É legal proibir os "Affaires" no trabalho? O caso Nestlé em debate
O recente despedimento de Laurent Freixe, CEO mundial da Nestlé, depois de se ter confirmado que teve um caso não declarado com uma subordinada direta, reabriu um velho debate: podem as empresas proibir ou sancionar as relações sentimentais entre os seus empregados? É legal em Espanha despedir um empregado por violar um código de ética interno que exige a revelação de tais relações, ou mesmo que as proíbe de serem mantidas dentro da empresa?
No sistema jurídico espanhol, não existe qualquer proibição legal de manter uma relação amorosa no trabalho. Pelo contrário, a Constituição espanhola protege a privacidade pessoal e familiar (artigo 18.º do Tratado CE) e garante a não discriminação com base no estatuto pessoal ou social (artigo 14.º do Tratado CE). Além disso, o Estatuto dos Trabalhadores reconhece o direito à dignidade, à privacidade e à não discriminação, também em razão de laços familiares (arts. 4.2 e e 17.1).
O Tribunal Constitucional consolidou a doutrina da proteção da privacidade no local de trabalho, estabelecendo que qualquer interferência empresarial deve ser justificada de forma objetiva, legítima e proporcional (STC 196/2004; STC 39/2016). Assim, uma proibição geral das relações afectivas na empresa seria desproporcionada e contrária aos direitos fundamentais.

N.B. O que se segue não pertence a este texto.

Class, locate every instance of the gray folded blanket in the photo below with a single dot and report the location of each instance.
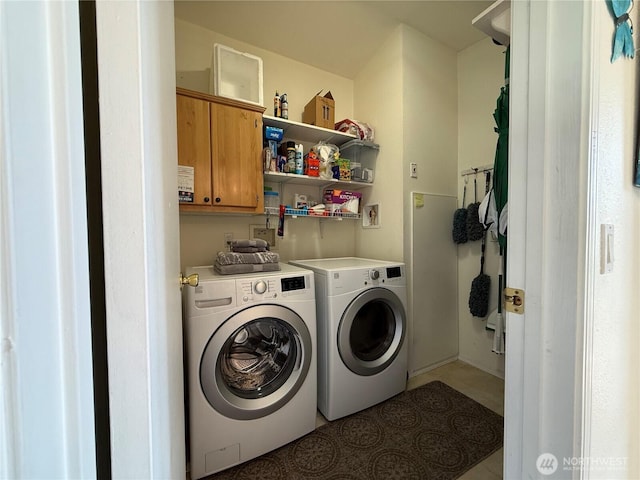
(245, 268)
(249, 246)
(235, 258)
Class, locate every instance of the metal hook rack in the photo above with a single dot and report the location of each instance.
(476, 170)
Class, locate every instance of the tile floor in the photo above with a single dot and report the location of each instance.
(484, 388)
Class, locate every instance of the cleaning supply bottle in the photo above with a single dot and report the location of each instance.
(299, 159)
(291, 157)
(276, 105)
(284, 106)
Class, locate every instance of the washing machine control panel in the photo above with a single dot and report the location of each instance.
(270, 288)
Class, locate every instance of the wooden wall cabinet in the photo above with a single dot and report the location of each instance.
(221, 139)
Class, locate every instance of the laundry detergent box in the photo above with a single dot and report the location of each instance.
(343, 201)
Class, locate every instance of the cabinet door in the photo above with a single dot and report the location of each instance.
(194, 144)
(237, 157)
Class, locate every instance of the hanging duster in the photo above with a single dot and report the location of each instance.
(481, 285)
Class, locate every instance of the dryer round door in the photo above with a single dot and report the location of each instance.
(255, 362)
(371, 331)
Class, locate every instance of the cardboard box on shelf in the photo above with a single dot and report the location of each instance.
(320, 111)
(343, 201)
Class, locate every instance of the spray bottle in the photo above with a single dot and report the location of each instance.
(276, 105)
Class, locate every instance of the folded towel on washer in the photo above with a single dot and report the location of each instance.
(248, 249)
(245, 268)
(252, 245)
(235, 258)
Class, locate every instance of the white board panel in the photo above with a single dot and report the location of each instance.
(434, 280)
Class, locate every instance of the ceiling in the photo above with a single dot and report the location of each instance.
(335, 36)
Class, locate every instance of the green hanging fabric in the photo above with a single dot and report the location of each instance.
(622, 39)
(501, 161)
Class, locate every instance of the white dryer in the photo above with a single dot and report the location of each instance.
(250, 364)
(362, 332)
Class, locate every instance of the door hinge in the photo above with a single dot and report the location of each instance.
(513, 300)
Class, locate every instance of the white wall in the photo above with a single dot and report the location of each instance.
(480, 76)
(615, 376)
(378, 101)
(429, 137)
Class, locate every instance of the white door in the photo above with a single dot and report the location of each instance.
(546, 253)
(136, 70)
(46, 381)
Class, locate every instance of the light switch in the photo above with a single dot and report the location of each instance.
(606, 248)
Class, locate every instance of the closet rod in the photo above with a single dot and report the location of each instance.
(473, 171)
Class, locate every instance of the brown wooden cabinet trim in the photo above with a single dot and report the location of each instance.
(221, 100)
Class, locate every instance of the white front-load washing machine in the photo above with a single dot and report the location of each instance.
(250, 364)
(362, 332)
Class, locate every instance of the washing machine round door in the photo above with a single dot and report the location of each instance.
(255, 362)
(371, 331)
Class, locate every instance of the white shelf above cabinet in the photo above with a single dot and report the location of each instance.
(308, 133)
(277, 177)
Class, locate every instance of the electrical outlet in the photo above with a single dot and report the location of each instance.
(268, 234)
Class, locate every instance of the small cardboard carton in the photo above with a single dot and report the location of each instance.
(342, 201)
(320, 111)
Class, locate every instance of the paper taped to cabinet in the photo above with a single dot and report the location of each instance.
(185, 184)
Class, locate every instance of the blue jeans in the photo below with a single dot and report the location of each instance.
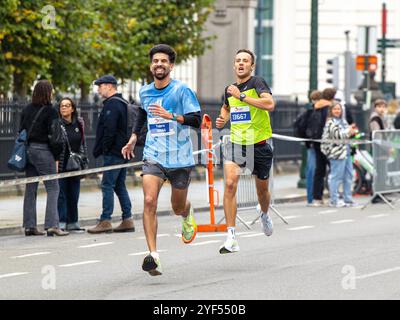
(40, 162)
(341, 172)
(310, 170)
(114, 181)
(68, 199)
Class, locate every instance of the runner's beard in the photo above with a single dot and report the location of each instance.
(161, 76)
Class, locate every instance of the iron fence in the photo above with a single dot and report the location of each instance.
(282, 123)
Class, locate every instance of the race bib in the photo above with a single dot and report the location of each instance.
(240, 115)
(160, 127)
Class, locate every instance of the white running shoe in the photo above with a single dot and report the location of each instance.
(267, 224)
(230, 246)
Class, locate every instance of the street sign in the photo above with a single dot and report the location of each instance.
(366, 43)
(389, 43)
(372, 62)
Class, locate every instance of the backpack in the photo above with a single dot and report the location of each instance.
(300, 124)
(132, 114)
(316, 122)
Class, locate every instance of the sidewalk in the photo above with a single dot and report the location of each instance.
(90, 202)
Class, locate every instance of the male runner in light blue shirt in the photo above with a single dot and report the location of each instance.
(170, 108)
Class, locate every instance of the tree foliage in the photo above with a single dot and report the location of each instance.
(72, 42)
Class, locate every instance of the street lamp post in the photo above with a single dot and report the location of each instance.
(313, 84)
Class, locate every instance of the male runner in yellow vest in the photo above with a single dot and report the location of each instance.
(247, 103)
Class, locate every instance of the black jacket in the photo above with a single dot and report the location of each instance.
(43, 129)
(82, 150)
(111, 132)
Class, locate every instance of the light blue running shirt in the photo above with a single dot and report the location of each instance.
(168, 142)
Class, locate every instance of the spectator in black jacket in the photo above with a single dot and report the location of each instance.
(74, 141)
(111, 137)
(41, 160)
(318, 122)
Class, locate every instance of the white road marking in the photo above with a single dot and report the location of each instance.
(292, 195)
(31, 255)
(341, 221)
(100, 244)
(204, 243)
(218, 234)
(158, 236)
(292, 217)
(79, 263)
(253, 235)
(327, 211)
(377, 273)
(378, 215)
(300, 228)
(163, 235)
(8, 275)
(144, 253)
(210, 235)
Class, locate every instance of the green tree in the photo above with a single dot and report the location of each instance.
(72, 42)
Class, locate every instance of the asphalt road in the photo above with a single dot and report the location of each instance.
(324, 253)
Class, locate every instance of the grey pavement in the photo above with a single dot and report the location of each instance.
(324, 253)
(90, 202)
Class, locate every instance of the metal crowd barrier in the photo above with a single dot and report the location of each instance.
(386, 158)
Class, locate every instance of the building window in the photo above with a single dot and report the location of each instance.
(264, 39)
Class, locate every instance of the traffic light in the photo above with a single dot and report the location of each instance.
(333, 69)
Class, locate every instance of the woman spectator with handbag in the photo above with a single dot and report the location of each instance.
(38, 117)
(73, 157)
(338, 154)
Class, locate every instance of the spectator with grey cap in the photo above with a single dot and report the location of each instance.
(111, 136)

No entanto, a jurisprudência admite sanções quando a relação afecta a boa fé contratual, a disciplina laboral ou a imagem da empresa. Exemplo disso é a decisão do TSJ da Catalunha (15 de março de 2024, Rec. 5543/2023), que declarou justificado o despedimento de dois trabalhadores apanhados a manter relações íntimas durante o horário de trabalho, por violação da disciplina e da boa fé contratual. Neste tipo de casos, o que é punível não é a relação sentimental em si, mas o comportamento que afecta negativamente o ambiente de trabalho.
Em contrapartida, o CSM de Madrid (20 de maio de 2015, Rec. 784/2014) declarou nulo o despedimento de uma trabalhadora apenas com base na sua relação com outro trabalhador, por violação do direito à privacidade e à não discriminação.
Assim, a jurisprudência espanhola estabelece que não é legal proibir genericamente as relações sentimentais no trabalho, embora seja possível sancionar condutas específicas que violem a boa fé contratual, gerem conflitos de interesses ou afectem o ambiente de trabalho.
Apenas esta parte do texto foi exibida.